Aufgrund der enttäuschenden Verkaufszahlen beendete CBS die Zusammenarbeit. Klopprogge und Ziedrich sahen das Experiment für gescheitert und lösten die Band auf, in der es ohnehin bereits zu musikalischen Differenzen gekommen war. Klopprogge trat kurz darauf als Texter und Produzent der NDW-Stars Markus und Wilfried in Erscheinung. 1985 sollte es nochmals zu einer Zusammenarbeit zwischen Holger Schmidt und Axel Klopprogge kommen, als Klopprogge Schmidt als Gitarristen zu der von ihm produzierten Rockband Tokyo holte.

Bassist Nils Selzer hatte jedoch das Potential des Bandkonzepts der Strassenjungs erkannt, übernahm die Namensrechte vom früheren Produzententeam und scharte neue Musiker um sich. Er nahm nun auch die Rolle des Komponisten und Texters ein und wechselte vom Bass an die Gitarre. Mit Harry Heinen, der über einen Aushang an der Goethe-Universität in Frankfurt gefunden worden war, an Gitarre & Gesang, Volker „Pickup“ Picard am Bass & Gesang und Martin Herbolzheimer am Schlagzeug nahm Selzer 1978 das Album „Wir ham ne Party“ auf. Zeitweilig spielte auch der spätere HR3-DJ Jörg Bombach Bass.

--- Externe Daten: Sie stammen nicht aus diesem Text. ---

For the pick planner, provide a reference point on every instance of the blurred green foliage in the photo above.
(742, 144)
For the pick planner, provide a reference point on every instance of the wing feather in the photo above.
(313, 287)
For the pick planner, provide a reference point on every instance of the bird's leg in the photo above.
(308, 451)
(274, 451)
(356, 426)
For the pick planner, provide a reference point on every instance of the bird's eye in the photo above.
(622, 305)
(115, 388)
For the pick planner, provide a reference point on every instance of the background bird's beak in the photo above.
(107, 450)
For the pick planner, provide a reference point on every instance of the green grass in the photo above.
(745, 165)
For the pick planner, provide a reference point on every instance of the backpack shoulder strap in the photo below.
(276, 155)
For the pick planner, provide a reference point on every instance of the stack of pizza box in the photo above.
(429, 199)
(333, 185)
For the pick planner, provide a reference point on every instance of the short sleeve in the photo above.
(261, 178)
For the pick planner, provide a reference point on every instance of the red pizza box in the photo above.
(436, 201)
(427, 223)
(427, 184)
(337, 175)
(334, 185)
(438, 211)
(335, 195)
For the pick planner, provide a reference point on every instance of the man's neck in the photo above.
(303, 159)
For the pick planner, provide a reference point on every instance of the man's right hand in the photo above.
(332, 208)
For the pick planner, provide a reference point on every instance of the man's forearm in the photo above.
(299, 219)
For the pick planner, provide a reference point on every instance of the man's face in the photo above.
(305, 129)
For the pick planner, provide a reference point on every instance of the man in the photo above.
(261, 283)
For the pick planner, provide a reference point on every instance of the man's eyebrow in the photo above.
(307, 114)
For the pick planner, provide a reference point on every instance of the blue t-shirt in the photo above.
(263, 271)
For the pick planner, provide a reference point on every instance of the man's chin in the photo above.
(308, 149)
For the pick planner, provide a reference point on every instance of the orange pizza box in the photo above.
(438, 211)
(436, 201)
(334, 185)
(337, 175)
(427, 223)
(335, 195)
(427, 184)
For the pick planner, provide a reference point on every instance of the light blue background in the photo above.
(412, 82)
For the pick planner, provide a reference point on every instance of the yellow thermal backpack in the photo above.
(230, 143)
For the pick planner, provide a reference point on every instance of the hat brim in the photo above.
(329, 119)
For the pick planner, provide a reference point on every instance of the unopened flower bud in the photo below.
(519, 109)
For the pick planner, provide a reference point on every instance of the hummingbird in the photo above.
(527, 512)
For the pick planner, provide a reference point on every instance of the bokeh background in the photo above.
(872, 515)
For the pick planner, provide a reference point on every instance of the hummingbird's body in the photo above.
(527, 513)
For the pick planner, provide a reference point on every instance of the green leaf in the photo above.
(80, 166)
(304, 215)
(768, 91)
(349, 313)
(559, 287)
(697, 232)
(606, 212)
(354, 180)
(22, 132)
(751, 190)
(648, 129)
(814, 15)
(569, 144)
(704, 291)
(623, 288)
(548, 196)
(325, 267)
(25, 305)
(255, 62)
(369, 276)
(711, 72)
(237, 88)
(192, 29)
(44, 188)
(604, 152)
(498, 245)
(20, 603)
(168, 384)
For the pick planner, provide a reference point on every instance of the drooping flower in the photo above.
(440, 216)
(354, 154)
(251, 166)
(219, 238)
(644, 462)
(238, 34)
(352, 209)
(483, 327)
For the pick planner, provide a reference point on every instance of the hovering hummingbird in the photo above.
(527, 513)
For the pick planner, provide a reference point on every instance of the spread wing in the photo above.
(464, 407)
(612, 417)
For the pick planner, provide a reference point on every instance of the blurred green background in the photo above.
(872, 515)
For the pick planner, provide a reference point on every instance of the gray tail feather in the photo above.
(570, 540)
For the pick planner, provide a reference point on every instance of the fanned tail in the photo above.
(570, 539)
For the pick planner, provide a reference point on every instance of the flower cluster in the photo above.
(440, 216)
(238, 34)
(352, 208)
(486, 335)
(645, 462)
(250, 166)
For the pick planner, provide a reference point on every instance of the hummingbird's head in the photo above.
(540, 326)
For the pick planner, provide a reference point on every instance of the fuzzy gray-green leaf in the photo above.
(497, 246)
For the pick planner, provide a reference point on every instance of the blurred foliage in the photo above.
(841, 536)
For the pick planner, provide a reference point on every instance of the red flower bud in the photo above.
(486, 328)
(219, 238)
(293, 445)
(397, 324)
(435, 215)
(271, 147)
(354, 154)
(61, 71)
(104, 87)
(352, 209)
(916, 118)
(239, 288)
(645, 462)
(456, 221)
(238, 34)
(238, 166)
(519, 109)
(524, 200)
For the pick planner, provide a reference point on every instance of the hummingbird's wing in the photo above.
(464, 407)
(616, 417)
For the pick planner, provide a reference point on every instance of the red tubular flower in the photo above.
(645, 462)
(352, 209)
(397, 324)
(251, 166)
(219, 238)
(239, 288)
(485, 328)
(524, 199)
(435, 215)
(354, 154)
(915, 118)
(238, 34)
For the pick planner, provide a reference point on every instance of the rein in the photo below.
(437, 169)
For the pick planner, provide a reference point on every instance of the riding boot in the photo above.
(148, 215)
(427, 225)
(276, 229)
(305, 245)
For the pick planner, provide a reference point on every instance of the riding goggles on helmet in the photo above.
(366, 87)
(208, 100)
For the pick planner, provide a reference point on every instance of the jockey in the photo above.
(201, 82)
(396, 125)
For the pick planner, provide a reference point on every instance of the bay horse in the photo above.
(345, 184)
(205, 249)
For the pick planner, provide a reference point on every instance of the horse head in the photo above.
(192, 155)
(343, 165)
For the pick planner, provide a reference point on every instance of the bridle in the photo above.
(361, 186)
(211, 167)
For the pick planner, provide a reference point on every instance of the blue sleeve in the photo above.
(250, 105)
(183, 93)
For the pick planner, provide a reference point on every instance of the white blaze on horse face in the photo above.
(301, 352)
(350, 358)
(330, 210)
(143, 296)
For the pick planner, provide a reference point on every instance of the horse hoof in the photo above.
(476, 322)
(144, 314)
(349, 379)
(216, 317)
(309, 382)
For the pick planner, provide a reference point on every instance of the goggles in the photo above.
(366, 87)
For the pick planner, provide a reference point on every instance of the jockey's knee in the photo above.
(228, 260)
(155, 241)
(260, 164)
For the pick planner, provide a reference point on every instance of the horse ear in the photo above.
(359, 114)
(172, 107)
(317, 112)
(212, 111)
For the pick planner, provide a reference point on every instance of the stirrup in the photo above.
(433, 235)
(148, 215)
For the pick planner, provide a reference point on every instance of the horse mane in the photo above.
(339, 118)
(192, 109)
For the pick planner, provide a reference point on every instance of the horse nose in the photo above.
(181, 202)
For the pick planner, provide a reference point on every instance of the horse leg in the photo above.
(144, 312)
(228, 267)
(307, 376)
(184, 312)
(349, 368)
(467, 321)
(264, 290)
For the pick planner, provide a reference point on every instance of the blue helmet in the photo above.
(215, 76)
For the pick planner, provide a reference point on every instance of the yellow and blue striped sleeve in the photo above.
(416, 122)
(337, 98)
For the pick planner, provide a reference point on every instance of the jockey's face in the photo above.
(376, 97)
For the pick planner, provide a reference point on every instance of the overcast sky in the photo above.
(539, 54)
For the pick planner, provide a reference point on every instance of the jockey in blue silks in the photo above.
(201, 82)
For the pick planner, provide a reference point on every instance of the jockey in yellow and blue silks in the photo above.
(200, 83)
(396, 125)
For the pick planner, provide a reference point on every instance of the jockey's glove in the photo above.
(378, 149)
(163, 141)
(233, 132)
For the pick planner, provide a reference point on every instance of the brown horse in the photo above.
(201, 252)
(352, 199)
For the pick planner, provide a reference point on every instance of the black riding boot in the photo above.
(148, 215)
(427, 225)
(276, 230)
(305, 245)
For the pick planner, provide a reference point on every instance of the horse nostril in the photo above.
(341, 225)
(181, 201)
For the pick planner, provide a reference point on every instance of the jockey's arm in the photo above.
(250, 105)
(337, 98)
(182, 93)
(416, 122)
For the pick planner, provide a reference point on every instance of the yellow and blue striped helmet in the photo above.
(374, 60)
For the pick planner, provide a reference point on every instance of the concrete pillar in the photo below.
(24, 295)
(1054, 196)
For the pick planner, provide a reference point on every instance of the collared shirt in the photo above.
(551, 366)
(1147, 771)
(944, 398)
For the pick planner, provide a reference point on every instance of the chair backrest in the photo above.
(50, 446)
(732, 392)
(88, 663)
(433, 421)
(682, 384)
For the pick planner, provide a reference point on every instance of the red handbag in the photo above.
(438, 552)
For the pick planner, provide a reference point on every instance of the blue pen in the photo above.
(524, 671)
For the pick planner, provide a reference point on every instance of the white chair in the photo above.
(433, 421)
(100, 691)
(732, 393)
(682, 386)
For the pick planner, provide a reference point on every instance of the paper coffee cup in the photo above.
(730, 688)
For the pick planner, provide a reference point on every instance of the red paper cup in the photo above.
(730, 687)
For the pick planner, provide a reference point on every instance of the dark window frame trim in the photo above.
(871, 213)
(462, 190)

Befreit von den Konventionen eines Major-Labels schuf Selzer ein zeitloses Album, das musikalisch wie textlich originell war: "Immer weiter geh'n" adaptierte er das ebenfalls von den Ramones gecoverte "Do you wanna dance" von den Beach Boys, "Wir ham ne Party" von Wanda Jacksons "Let's have a party", "Als sie mich küsste" von The Chrystals' "Then he kissed me".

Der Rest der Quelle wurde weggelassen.